Hot-pluggable Federated Learning: Bridging General and Personalized FL via Dynamic Selection

Personalized federated learning (PFL) achieves high performance by assuming clients only meet test data locally, which does not meet many generic federated learning (GFL) scenarios. In this work, we theoretically show that PMs can be used to enhance GFL with a new learning problem named Selective FL (SFL), which involves optimizing PFL and model selection. However, storing and selecting whole models requires impractical computation and communication costs. To practically solve SFL, inspired by model components that attempt to edit a sub-model for specific purposes, we design an efficient and effective framework named Hot-Pluggable Federated Learning (HPFL). Specifically, clients individually train personalized plug-in modules based on a shared backbone, and upload them with a plug-in marker on the server modular store.
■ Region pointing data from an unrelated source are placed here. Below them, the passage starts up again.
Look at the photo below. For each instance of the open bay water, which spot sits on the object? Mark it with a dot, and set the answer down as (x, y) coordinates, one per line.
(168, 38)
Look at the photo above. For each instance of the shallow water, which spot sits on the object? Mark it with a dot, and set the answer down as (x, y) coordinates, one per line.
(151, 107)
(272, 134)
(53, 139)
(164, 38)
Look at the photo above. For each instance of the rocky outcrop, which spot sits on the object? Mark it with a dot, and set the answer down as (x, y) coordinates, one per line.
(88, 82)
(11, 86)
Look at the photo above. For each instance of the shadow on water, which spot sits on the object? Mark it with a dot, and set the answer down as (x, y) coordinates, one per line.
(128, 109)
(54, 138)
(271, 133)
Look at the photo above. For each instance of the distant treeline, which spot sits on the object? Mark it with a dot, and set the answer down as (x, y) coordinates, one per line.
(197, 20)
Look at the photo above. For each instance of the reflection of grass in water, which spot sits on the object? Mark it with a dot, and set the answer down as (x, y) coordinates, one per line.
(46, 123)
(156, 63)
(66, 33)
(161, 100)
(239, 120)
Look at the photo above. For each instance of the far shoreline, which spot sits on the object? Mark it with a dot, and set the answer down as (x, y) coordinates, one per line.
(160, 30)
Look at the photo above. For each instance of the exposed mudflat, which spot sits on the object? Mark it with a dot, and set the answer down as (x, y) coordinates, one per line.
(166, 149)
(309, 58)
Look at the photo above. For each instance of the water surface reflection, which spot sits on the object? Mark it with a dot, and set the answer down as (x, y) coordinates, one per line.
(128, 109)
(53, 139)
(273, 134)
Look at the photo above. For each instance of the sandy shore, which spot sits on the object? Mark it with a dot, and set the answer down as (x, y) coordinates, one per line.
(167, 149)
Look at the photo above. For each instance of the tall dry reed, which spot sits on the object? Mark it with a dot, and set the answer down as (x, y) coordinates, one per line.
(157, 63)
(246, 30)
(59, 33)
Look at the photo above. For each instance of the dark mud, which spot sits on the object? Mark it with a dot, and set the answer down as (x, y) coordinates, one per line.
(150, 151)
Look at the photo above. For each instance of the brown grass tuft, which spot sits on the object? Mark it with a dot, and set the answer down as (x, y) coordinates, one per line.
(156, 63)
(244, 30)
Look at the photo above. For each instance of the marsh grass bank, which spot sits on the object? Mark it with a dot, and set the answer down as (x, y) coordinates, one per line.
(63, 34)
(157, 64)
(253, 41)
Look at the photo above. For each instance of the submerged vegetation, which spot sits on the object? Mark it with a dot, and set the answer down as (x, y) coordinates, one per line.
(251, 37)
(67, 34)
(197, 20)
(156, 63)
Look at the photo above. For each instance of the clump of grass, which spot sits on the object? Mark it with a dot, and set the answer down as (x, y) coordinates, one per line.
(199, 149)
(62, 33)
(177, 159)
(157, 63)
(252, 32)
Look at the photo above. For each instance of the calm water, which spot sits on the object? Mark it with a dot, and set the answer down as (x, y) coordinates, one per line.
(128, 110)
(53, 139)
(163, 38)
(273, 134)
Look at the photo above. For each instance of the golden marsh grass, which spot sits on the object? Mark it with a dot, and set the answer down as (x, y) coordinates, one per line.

In inference stage, an accurate selection algorithm allows clients to identify and retrieve suitable plug-in modules from the modular store to enhance their generalization performance on the target data distribution. Furthermore, we provide differential privacy protection during the selection with theoretical guarantee. Our comprehensive experiments and ablation studies demonstrate that HPFL significantly outperforms state-of-the-art GFL and PFL algorithms. Additionally, we empirically show HPFL's remarkable potential to resolve other practical FL problems such as continual federated learning and discuss its possible applications in one-shot FL, anarchic FL, and FL plug-in market. Our work is the first attempt towards improving GFL performance through a selecting mechanism with personalized plug-ins.